Look at this beautiful thing.
It was entered into a contest sponsored by Nikon and won
11th place.
11th place.
I hate it. I mean REALLY hate it. But I can't look away at the same time. It is a picture of 2 cancer cells getting ready to turn into 4.
What I WISH it was... I wish it was a pic of some really cool (harmless) crystalline life form that only Spock could talk to. I wish there was no such thing except in some Trekkies wish list from an online auction he/she could never afford.
I am especially frustrated about this today because of a blog. A blog I don't normally read, but the author of stark. raving. mad. mommy which is a blog I DO read and is in fact posted as one of my favorites, guest blogged.
This blogger (not SRMM ~ the Pajamas and Coffee one) swears a whole lot more than I do, so I keep it as a guilty little secret I visit when I think no one is looking. I read SRMM, on the other hand, all the time. She is my morning fix. She doesn't know me from Adam. But I pretend to know her because I get her. And she is funnier than h-e- double toothpick. But today I wanted to punch a wall over something she wrote. Today she wrote about finding a lump in her breast. Yeah, it may be a cyst, but I remember that waiting. The wondering. That worry. I SO do not envy her in this stage.
I have listened, prayed, and cried as SO many wonderful people have been affected by this horrible disease. So many I love. Every time it brings back that horrid day when I first found out.

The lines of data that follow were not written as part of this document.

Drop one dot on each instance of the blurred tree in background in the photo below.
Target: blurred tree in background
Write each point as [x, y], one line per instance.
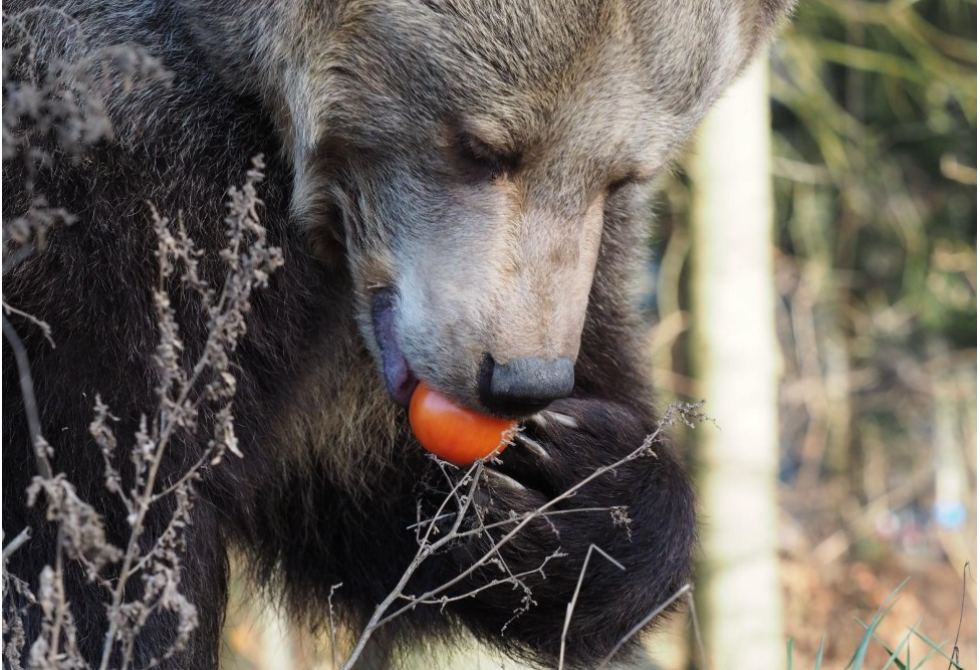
[873, 111]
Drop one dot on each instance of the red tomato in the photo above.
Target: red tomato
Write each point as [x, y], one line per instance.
[454, 433]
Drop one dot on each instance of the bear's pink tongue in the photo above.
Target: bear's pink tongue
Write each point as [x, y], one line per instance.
[399, 379]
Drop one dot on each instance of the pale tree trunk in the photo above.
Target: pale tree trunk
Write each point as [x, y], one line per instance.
[736, 358]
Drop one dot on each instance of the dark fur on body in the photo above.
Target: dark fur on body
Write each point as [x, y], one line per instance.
[330, 477]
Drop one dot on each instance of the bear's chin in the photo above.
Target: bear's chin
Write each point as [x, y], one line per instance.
[399, 378]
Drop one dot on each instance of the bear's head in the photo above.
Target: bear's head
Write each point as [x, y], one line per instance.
[463, 156]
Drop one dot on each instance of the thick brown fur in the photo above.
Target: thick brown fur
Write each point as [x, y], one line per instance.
[359, 107]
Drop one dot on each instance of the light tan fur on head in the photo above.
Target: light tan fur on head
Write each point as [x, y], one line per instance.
[466, 153]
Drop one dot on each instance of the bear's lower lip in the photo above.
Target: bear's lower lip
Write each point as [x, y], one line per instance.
[399, 378]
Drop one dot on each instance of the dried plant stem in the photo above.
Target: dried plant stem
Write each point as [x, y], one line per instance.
[642, 624]
[574, 601]
[30, 403]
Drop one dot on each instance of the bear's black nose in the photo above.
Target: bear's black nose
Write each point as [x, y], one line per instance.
[525, 385]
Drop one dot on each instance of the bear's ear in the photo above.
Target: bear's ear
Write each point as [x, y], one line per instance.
[773, 12]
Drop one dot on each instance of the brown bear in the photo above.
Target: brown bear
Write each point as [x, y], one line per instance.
[459, 191]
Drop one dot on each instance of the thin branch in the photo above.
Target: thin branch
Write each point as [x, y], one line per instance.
[16, 543]
[638, 627]
[574, 601]
[30, 402]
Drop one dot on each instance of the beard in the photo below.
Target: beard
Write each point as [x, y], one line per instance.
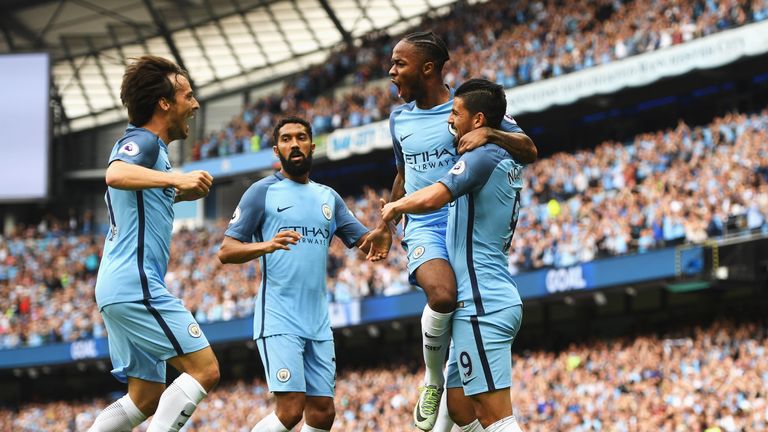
[296, 169]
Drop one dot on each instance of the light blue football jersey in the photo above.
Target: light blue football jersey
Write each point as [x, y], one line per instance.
[485, 184]
[293, 297]
[425, 147]
[137, 247]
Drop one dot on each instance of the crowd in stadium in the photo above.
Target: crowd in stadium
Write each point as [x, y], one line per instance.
[663, 188]
[510, 43]
[695, 379]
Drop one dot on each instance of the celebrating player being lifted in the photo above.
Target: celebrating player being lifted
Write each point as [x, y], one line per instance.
[288, 221]
[485, 187]
[424, 151]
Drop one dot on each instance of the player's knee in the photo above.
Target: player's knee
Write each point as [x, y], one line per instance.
[289, 417]
[321, 415]
[290, 410]
[442, 298]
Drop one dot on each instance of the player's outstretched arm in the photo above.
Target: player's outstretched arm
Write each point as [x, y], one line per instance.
[376, 243]
[127, 176]
[519, 145]
[233, 251]
[430, 198]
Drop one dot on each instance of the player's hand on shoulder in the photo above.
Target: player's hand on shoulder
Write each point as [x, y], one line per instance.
[378, 242]
[282, 239]
[473, 139]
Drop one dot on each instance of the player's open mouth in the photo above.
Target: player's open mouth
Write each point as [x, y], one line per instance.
[399, 92]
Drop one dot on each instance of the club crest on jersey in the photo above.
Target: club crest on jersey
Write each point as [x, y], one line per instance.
[235, 216]
[130, 148]
[327, 211]
[458, 168]
[194, 330]
[283, 375]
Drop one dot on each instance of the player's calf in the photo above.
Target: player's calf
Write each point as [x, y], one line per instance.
[290, 407]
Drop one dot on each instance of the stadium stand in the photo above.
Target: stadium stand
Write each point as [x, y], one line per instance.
[512, 44]
[661, 189]
[681, 353]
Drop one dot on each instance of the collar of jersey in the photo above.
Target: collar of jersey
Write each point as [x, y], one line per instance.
[136, 128]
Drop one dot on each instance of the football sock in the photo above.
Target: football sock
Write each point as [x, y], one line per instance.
[177, 404]
[270, 423]
[475, 426]
[507, 424]
[436, 335]
[122, 415]
[443, 422]
[307, 428]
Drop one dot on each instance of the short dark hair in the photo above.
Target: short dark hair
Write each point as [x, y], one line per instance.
[431, 47]
[145, 82]
[288, 120]
[481, 95]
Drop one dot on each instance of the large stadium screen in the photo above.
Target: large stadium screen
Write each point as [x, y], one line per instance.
[24, 126]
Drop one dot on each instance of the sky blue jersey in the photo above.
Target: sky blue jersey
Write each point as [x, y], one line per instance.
[293, 297]
[138, 243]
[425, 147]
[485, 185]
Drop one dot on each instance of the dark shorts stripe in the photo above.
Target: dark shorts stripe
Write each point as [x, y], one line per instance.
[263, 292]
[140, 247]
[481, 353]
[476, 297]
[266, 356]
[111, 216]
[163, 325]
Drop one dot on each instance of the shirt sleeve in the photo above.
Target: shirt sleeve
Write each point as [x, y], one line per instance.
[137, 150]
[472, 170]
[348, 228]
[249, 215]
[508, 124]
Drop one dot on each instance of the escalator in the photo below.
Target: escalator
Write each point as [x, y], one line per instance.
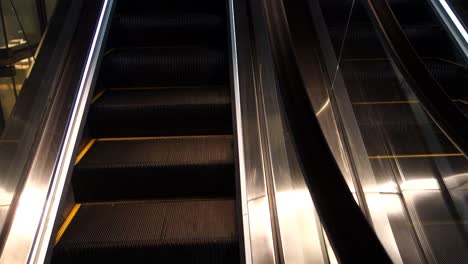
[155, 178]
[414, 163]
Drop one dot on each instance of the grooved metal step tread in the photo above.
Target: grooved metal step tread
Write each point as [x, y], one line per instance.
[375, 80]
[176, 230]
[157, 66]
[156, 168]
[168, 29]
[164, 111]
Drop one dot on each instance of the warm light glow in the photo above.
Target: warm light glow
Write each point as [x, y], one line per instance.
[419, 185]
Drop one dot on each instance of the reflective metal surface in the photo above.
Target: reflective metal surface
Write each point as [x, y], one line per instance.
[411, 176]
[258, 232]
[28, 240]
[453, 22]
[344, 136]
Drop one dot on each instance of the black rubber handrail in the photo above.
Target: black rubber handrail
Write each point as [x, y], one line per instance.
[350, 234]
[430, 93]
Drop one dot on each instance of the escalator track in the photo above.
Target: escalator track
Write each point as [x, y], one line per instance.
[388, 112]
[156, 181]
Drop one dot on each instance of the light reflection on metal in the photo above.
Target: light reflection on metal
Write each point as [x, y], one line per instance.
[459, 32]
[36, 210]
[240, 137]
[256, 214]
[420, 184]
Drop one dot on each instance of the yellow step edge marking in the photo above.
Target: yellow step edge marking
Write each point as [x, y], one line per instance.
[97, 96]
[85, 149]
[67, 222]
[416, 156]
[149, 138]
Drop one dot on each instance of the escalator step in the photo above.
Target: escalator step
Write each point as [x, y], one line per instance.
[149, 168]
[375, 80]
[162, 111]
[176, 29]
[172, 6]
[175, 66]
[362, 41]
[337, 12]
[177, 231]
[400, 129]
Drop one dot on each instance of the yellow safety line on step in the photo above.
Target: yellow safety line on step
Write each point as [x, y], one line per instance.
[67, 222]
[85, 149]
[98, 96]
[150, 138]
[416, 156]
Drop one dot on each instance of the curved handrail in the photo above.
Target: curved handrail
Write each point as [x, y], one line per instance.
[430, 93]
[351, 236]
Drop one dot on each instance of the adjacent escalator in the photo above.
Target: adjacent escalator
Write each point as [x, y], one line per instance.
[413, 162]
[155, 179]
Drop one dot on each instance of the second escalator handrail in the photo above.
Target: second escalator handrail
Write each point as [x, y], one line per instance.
[351, 236]
[430, 93]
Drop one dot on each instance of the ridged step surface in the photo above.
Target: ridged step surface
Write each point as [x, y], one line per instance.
[375, 80]
[162, 111]
[151, 232]
[157, 181]
[168, 29]
[164, 66]
[172, 167]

The doctor had told me I needed to come in as soon as possible about the results of all the testing I had been doing. It was SUCH a busy and hectic day, so I asked if my hubby should come in with me. They actually told me that it was my choice. This is the thought that ran through my brain.
"Well it must not be too bad, just heartburn crap and how to treat it, SO relieved it isn't anything serious... soooo... I'll just add it to my list of stuff to get done today and let the hubby get his honey-do list done. Glad all that worrying crap is over."
BAD mistake. She sat me down in that freaking FREEZING examination room and basically told me I not only have cancer, but I have a kind I should never have. A kind that affects smokers, drinkers, and men over 65. A particularly aggressive and nasty kind where the mortality rate hovers around 80 to 85 percent within the first year. I later found out those were the really overly optimistic numbers.
I think I kept it together until I got out to the parking lot. I sobbed, I mean really sobbed, for over an hour. Then I had to drive home. Alone. My husband stayed on the phone with me -and yes honey I did hear you swearing under your breath at the doctor for not INSISTING someone ANYONE come in with me - and I yes I heard you swearing at yourself for not going no matter what you stubborn wifey-poo said. And yes, I did swear at myself for not listening to you. And yes I am grateful you were by my side at every major appointment after that and even most of the not so major ones.
On that long drive home ( it was really only about 10 miles, but it seemed more like 10 thousand), I dryly observed that my sobs sounded a lot like my deep belly laughs - only upside down. I think that was when I determined I was NOT going to let this monster beat me.
And I haven't. So far, with Gods help, I have defied all the odds, in fact I think I made my own odds up as I went. It made me happier. It's a good thing I didn't see the documentary Crazy Sexy Cancer BEFORE did all my treatments, or the hubby might have seen some weird stuff going on.
As it ended up , yes I have pain in the butt crap -like that rouge feeding tube- but nothing that is life threatening anymore. Once in awhile I do get scared about remission, but I can't let that rule my life. I go forward now, grateful for every second, even the hard ones. Belly-aching, pain, annoyances - they all mean I am alive. And I will never take that for granted again.